Either way, the best thing to do is take the pull starter assembly off and have a look.


----------



## Vermont007 (Mar 29, 2015)

I have been guilty of putting the rope on in the wrong direction; clockwise instead of counter-clockwise . . . . or vice-versa.


----------



## bruce69camaro (Mar 18, 2014)

The rope does pull, nothing engages.
I pulled it a few times and had no issues, the motor just wouldn't start, then I pulled it again and it stopped engaging.


I'll remove it and take a look at the teeth.

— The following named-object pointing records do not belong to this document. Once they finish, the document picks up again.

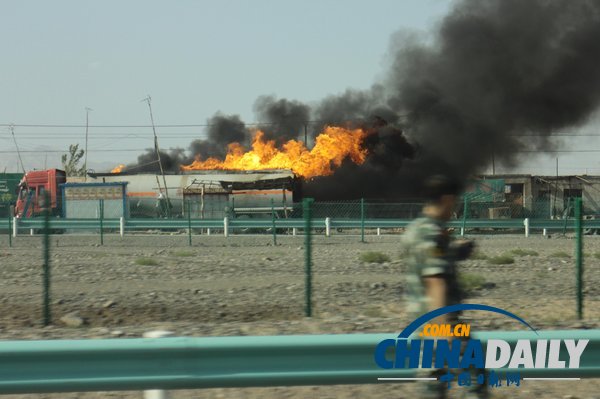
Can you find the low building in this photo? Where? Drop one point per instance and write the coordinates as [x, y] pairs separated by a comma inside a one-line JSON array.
[[520, 196]]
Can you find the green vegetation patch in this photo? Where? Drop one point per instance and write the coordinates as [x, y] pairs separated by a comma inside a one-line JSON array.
[[146, 262], [502, 260], [559, 254], [478, 255], [183, 253], [374, 257], [524, 252], [470, 282]]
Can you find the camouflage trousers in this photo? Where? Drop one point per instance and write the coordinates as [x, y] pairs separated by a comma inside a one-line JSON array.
[[474, 384]]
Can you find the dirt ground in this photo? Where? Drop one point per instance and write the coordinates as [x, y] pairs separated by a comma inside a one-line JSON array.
[[244, 285]]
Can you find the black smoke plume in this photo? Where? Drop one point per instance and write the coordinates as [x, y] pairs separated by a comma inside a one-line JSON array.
[[220, 131], [283, 119], [495, 72], [490, 76]]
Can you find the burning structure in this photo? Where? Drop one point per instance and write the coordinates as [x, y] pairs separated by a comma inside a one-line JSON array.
[[493, 77]]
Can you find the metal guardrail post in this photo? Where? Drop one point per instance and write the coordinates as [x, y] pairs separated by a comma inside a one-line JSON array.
[[46, 245], [465, 210], [189, 212], [157, 393], [362, 220], [306, 205], [9, 230], [101, 204], [273, 222], [579, 257]]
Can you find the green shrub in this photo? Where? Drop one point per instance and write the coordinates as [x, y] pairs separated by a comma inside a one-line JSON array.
[[471, 282], [374, 257], [146, 262], [524, 252], [501, 260]]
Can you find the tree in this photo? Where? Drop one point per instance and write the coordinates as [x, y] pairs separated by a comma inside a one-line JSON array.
[[71, 161]]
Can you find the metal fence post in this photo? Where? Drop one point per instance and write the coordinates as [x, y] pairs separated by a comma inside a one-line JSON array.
[[9, 230], [579, 257], [465, 210], [273, 222], [308, 254], [101, 222], [189, 212], [46, 246], [362, 220]]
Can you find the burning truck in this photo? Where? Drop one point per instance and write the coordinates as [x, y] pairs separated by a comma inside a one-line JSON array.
[[246, 183]]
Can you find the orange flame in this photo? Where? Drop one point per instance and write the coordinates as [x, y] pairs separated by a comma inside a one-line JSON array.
[[331, 148], [118, 169]]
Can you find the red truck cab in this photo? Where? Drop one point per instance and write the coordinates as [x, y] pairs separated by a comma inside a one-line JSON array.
[[32, 189]]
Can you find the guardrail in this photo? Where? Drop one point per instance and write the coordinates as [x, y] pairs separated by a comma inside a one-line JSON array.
[[182, 363], [146, 224]]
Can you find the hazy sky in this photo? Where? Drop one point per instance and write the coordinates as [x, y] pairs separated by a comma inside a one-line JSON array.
[[194, 58]]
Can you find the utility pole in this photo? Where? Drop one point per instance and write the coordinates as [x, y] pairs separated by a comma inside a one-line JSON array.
[[162, 172], [87, 123], [12, 131]]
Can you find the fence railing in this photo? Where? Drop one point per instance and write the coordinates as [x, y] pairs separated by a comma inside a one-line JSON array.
[[23, 225], [223, 362]]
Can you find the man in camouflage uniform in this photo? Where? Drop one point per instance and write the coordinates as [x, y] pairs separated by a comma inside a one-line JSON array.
[[432, 278]]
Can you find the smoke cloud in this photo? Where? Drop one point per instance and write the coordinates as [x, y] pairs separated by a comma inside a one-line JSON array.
[[492, 74], [495, 72], [285, 119]]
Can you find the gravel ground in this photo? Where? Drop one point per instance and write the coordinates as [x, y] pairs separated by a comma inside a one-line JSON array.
[[244, 285]]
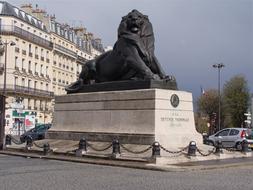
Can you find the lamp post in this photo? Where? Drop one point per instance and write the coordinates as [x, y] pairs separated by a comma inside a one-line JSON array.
[[219, 66], [3, 99]]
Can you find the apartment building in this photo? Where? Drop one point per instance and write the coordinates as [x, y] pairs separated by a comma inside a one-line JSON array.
[[46, 57]]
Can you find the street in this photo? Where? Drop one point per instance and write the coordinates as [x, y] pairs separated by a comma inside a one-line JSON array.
[[30, 174]]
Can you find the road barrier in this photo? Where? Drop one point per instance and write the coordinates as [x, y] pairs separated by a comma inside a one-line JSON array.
[[83, 147]]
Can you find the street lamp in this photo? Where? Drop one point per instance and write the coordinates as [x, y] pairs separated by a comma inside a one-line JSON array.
[[219, 66], [2, 127]]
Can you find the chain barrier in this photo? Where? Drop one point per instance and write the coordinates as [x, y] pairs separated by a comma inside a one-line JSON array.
[[15, 141], [206, 154], [97, 149], [136, 152], [173, 152], [231, 149]]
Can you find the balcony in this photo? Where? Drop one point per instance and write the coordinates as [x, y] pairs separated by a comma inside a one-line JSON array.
[[16, 31], [65, 50], [27, 91], [81, 60], [1, 68], [17, 49], [23, 52]]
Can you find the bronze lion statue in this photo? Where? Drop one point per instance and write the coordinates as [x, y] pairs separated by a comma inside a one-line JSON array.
[[132, 57]]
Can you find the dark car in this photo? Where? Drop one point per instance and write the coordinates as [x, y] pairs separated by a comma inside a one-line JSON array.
[[36, 133]]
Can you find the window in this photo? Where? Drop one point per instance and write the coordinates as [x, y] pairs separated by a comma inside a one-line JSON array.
[[41, 69], [23, 63], [23, 81], [30, 48], [16, 62], [29, 66], [16, 81], [29, 103], [42, 53], [29, 83], [233, 132]]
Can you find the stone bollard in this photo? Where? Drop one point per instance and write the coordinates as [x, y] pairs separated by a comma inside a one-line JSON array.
[[115, 148], [156, 150], [7, 140], [29, 142], [192, 149], [245, 146], [82, 147], [46, 148]]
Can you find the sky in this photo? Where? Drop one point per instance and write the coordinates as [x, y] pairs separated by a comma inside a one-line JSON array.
[[190, 35]]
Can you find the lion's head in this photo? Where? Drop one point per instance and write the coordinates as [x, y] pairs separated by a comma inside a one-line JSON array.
[[135, 22]]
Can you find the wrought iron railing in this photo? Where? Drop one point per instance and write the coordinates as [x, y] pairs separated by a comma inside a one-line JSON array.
[[65, 50], [27, 90]]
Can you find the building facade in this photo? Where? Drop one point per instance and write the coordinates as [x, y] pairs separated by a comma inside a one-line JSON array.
[[47, 56]]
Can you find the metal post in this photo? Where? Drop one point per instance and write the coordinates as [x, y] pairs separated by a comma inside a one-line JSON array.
[[115, 148], [82, 147], [245, 147], [2, 124], [192, 148], [218, 146], [46, 148], [2, 131], [219, 66], [8, 140], [156, 150], [29, 142]]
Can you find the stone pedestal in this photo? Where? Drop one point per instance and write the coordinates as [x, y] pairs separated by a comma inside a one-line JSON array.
[[132, 116]]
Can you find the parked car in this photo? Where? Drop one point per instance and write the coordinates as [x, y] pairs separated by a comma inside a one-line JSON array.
[[36, 133], [232, 137]]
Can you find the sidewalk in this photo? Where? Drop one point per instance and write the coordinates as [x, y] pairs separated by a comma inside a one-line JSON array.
[[65, 151]]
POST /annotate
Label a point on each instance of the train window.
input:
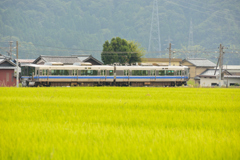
(89, 72)
(152, 72)
(110, 72)
(119, 72)
(170, 72)
(74, 72)
(59, 72)
(139, 72)
(162, 73)
(179, 72)
(126, 72)
(102, 72)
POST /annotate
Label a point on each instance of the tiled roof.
(201, 62)
(63, 59)
(24, 60)
(210, 72)
(160, 60)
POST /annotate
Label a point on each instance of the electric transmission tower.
(154, 39)
(190, 39)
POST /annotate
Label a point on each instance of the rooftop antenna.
(154, 39)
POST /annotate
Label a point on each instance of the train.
(85, 74)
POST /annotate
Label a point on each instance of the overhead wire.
(201, 11)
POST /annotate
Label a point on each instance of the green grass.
(119, 123)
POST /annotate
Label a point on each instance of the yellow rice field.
(119, 123)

I know they offered an electric starter kit for this model, but since it is 33 years old, is it worth it?


This snow blower has some family value to me, but with all the issues this thing has had, it's losing a lot of value to me.


Thanks


----------



## RIT333 (Feb 6, 2014)

An HS50 is still a good machine, depending on how it was cared for. A starter motor for a Honda is not as easy to come by as for a Briggs or Tecumseh. Fixing the pull starter should not be that hard, it probably just needs some lubrication. Then you will good to go for another 33 years !


----------



## Vermont007 (Mar 29, 2015)

bruce69camaro said:


> ". . . I know they offered an electric starter kit for this model . . ."


Did all of them have a gear ring on the flywheel ?


----------



## JLawrence08648 (Jan 15, 2017)

You need to get it fixed. Are you aware that electric start means you need an extension cord. If it stalls while using it you can't be getting out the extension cord.

As said, take the cord housing off or the entire housing. There are cogs which kick out to engage a cup on the flywheel. While it's in your hand, pull the cord to see if the wings are kicking out. In fact so, it will engage.


----------



## drmerdp (Feb 9, 2014)

With the recoil starter removed you should see 2 pawls. As you pull the rope both pawls should extend to contact the ledges inside the cup attached to the flywheel. 

Possibly the pawls are not extending, or they are worn or broken and are to short to contact the cup. Or the cup may be loose and spinning free of the crank.


----------